Derrin mi osserva accigliato. «Non è possibile» commenta ancora incredulo al fatto che la sua regina sia dominata da forze oscure letali.

«Nemmeno io ci credevo, ma è così e se non la fermiamo ora la magia crescerà e divorerà tutto ciò che ha intorno a lei. Per questo motivo vuole la polvere, per aumentare la sua forza».

Derrin scuote il capo e i suoi occhi si abbassano sulla punta delle scarpe.

«Dirigiamoci verso queste gallerie» cambia discorso Kalen deciso, affrettandoci per la partenza. Non eravamo ancora del tutto al sicuro. «Passami la mappa».

Appena me la toglie dalle mani sento come se mi stesse liberando da un peso e mi lascio sfuggire un sospiro frustrato.

Ci incamminiamo lungo il fiume che dovrebbe affluire dentro il grande Saiph e la notte lentamente fa spazio a un cielo verdastro e arancione. Una fusione di colori così bella da togliere il fiato, punteggiata da qualche bianca stella e rischiarata da una dolce luce calda che sembra volerci annunciare un buon auspicio.

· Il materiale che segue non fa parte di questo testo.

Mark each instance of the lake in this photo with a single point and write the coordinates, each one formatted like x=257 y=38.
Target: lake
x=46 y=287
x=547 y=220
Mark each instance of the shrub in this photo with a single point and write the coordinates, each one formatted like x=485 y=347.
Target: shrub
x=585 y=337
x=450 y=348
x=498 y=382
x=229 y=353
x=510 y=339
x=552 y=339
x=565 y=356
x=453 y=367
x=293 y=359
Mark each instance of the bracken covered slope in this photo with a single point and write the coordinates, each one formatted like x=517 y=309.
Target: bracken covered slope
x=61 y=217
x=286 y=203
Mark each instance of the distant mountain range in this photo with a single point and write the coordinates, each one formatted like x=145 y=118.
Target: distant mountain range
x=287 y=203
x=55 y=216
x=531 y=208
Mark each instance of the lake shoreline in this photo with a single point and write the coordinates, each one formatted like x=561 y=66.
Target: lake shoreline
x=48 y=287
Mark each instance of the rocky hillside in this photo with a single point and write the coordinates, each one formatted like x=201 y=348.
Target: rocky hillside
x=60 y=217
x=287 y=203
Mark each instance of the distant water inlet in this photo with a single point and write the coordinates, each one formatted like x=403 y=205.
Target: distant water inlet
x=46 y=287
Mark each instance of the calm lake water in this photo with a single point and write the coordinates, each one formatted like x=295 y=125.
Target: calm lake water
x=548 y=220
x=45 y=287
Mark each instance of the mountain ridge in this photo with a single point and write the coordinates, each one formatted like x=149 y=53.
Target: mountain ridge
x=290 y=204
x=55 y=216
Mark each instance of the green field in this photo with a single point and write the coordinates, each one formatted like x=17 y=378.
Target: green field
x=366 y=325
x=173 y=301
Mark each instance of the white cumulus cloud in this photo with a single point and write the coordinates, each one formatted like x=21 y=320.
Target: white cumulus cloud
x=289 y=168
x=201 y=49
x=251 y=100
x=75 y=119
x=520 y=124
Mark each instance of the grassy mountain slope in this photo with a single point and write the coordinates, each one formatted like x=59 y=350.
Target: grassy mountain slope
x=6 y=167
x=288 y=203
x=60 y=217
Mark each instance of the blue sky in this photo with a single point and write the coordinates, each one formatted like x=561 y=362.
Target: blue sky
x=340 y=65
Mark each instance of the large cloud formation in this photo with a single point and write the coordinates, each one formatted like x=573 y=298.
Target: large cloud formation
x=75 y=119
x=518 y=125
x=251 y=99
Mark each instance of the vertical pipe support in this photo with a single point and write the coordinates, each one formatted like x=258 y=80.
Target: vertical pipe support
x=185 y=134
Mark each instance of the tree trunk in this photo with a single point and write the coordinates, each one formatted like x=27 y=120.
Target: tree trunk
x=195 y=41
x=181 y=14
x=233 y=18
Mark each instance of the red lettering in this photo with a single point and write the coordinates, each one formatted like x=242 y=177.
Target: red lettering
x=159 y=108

Fisso il cielo cercando di non pensare ad Asso.

Saliamo su delle colline erbose al limitare di quel bosco che sono felice di lasciarmi alle spalle. «Guardate» Derrin ci indica un punto, voltandosi indietro. Delle pire di fumo grigio salgono dagli alberi fino al cielo in lontananza per poi confondersi con le nuvole colorate.

Devono essere i resti della battaglia. Sono così distanti che li vedo sfocati a causa della stanchezza, come se avessimo camminato tutta la notte per miglia intere. Eppure l'odore di carne bruciata mi arriva alle narici come se li avessi avuti di fronte.